With an anxious glance over my shoulder, I crawled into the dusty vent. The tight space allowed me to barely twist and close the panel door.
Every movie I had ever seen was a freaking lie.
Air ducts were not shiny shafts of slippery metal.
They were dark, dusty, cobweb-filled portals to hell.
This was, without a doubt, one of the dumbest things I had ever done. I should have taken my chances on the second floor, or raced back to the loading dock and acted clueless if caught, or I don’t know… maybe called the police.
It wasn’t like the police would find out what I’d done.
They’d be too busy focusing on the sinister, heavily tattooed, gun-wielding hit squad to be worried about my crime. Especially since, technically, I wasn’t the one committing the crime. I was merely providing a service.
No one blames the manufacturer when someone gets in a car crash.
Oh, wait. Crap, they do.
The analogy sucked, but my point was the same.
I wasn’t the criminal; I was more… criminal adjacent.
And it wasn’t my fault. A girl’s gotta eat—and buy expensive designer purses.
My fingers fluttered over my lips as I wiped yet another cobweb away.
Seeing the spider from these webs would end my fear of being murdered.

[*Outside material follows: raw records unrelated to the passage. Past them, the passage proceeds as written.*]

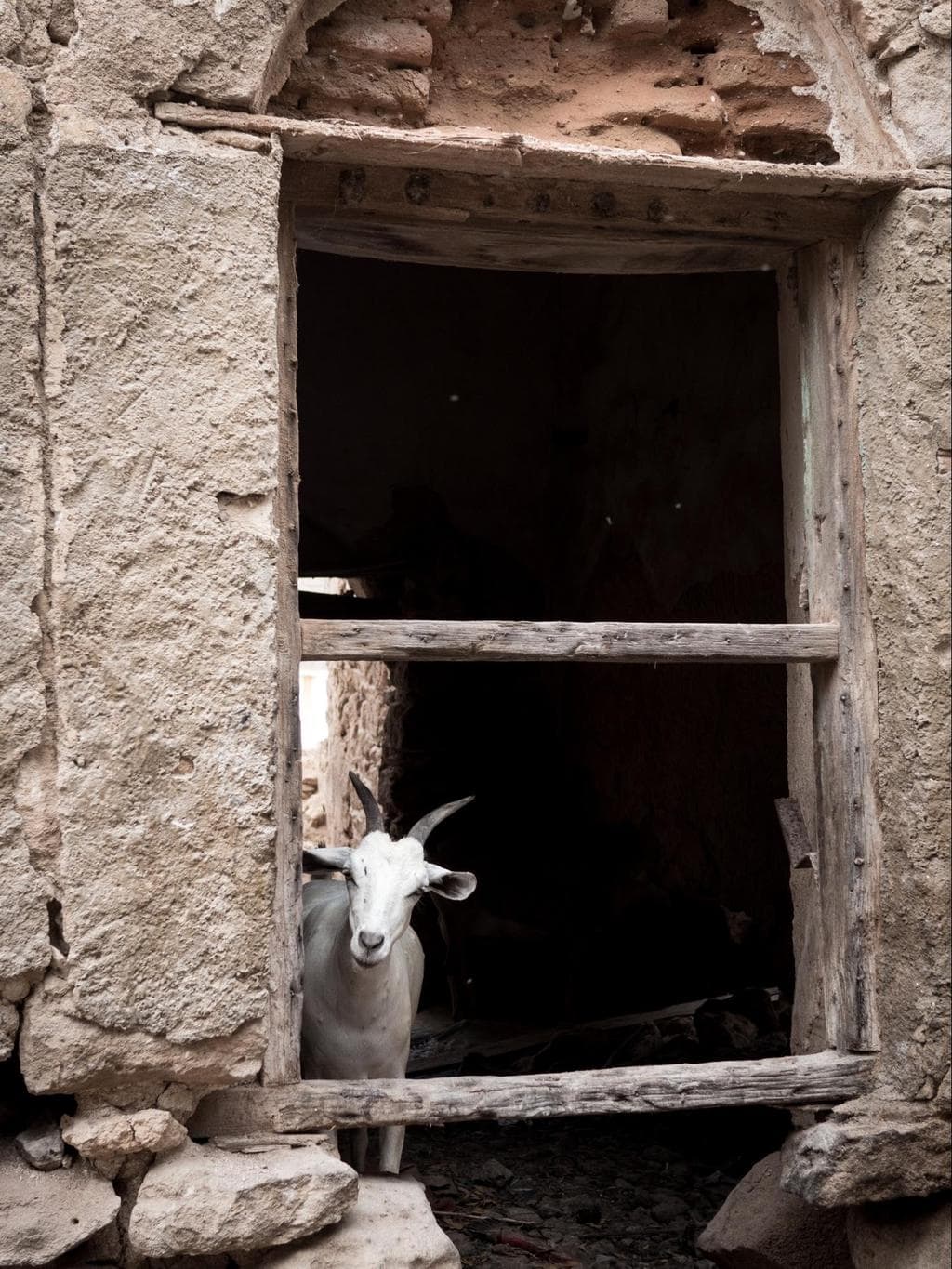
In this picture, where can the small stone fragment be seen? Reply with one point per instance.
(41, 1144)
(9, 1025)
(204, 1200)
(392, 44)
(938, 21)
(45, 1214)
(391, 1227)
(632, 18)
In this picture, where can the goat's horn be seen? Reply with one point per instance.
(424, 827)
(375, 816)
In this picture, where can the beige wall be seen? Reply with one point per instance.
(139, 465)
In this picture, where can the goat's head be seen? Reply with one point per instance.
(385, 879)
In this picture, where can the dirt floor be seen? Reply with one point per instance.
(621, 1192)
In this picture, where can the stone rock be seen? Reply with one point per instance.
(9, 1025)
(632, 18)
(869, 1151)
(391, 1227)
(919, 87)
(204, 1200)
(493, 1172)
(166, 880)
(382, 42)
(916, 1234)
(106, 1136)
(41, 1144)
(63, 1053)
(760, 1227)
(45, 1214)
(938, 20)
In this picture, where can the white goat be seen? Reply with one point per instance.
(364, 965)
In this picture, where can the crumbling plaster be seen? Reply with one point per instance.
(904, 421)
(139, 681)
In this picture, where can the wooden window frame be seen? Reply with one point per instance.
(492, 201)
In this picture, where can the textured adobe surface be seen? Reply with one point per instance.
(904, 403)
(667, 77)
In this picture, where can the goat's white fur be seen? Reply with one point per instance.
(364, 966)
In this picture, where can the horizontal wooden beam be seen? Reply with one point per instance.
(563, 641)
(815, 1078)
(451, 218)
(534, 247)
(500, 152)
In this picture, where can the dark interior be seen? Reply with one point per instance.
(486, 444)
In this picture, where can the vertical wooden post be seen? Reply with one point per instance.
(809, 1018)
(282, 1061)
(844, 692)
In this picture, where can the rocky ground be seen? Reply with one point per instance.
(619, 1192)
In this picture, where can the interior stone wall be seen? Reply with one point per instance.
(141, 739)
(904, 430)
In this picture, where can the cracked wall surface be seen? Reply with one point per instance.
(139, 459)
(904, 421)
(162, 264)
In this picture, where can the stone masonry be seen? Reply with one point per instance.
(139, 476)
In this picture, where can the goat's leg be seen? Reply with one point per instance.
(391, 1147)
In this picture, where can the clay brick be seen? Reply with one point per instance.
(685, 110)
(434, 14)
(734, 70)
(340, 89)
(393, 44)
(633, 18)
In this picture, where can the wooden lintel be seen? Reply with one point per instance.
(563, 641)
(534, 246)
(813, 1078)
(844, 698)
(403, 198)
(499, 152)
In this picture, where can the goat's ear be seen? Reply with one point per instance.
(450, 885)
(330, 859)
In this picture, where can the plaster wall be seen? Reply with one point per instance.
(139, 463)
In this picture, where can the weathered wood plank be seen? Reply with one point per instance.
(844, 694)
(282, 1059)
(815, 1078)
(563, 641)
(795, 835)
(532, 247)
(430, 195)
(482, 150)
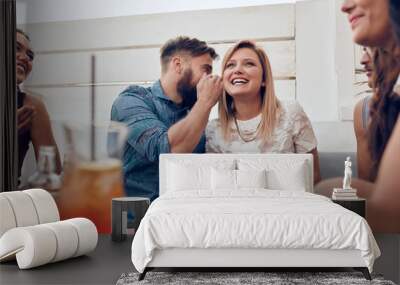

Because I would let out such a bloodcurdling scream, the whole damn building would come down around my ears.
My shoulders hitched up and tensed as the rubber sole of my boots squeaked against the metal. After a brief pause, I resumed my agonizingly slow crawl along the vent, hoping to reach the opening to a space where there was no shouting or guns.
My fingertips brushed something in the dark.
Something with fur.
I was now terrified of something other than spiders.
Forgetting all about the scary men, the guns, and the money I was owed, I let out a horrified cry and scrambled along the air duct, which rumbled and thundered with my every movement, as if I were a storm cloud chasing the gloom.
And that was when it happened.
CHAPTER 2
VARLAAM
With a luscious body built for sin and her come-fuck-me green eyes, this was no angel who had just fallen into my arms.
Even with wisps of cobwebs clinging to her thick, black waves that practically begged a man to wrap his fist around them and pull, she was an absolute beauty.
Then she opened those gorgeous, crimson lips.
“Get your gorilla paws off me, you fucking bastard.”
Fuck. I loved a woman with a dirty mouth.
As she squirmed in my embrace, Mac cocked his head to the side. “Do gorillas have paws?”
Anton shook his head as he gripped the arm straps to his bulletproof vest. “I don’t think so. They have creepy human hands.”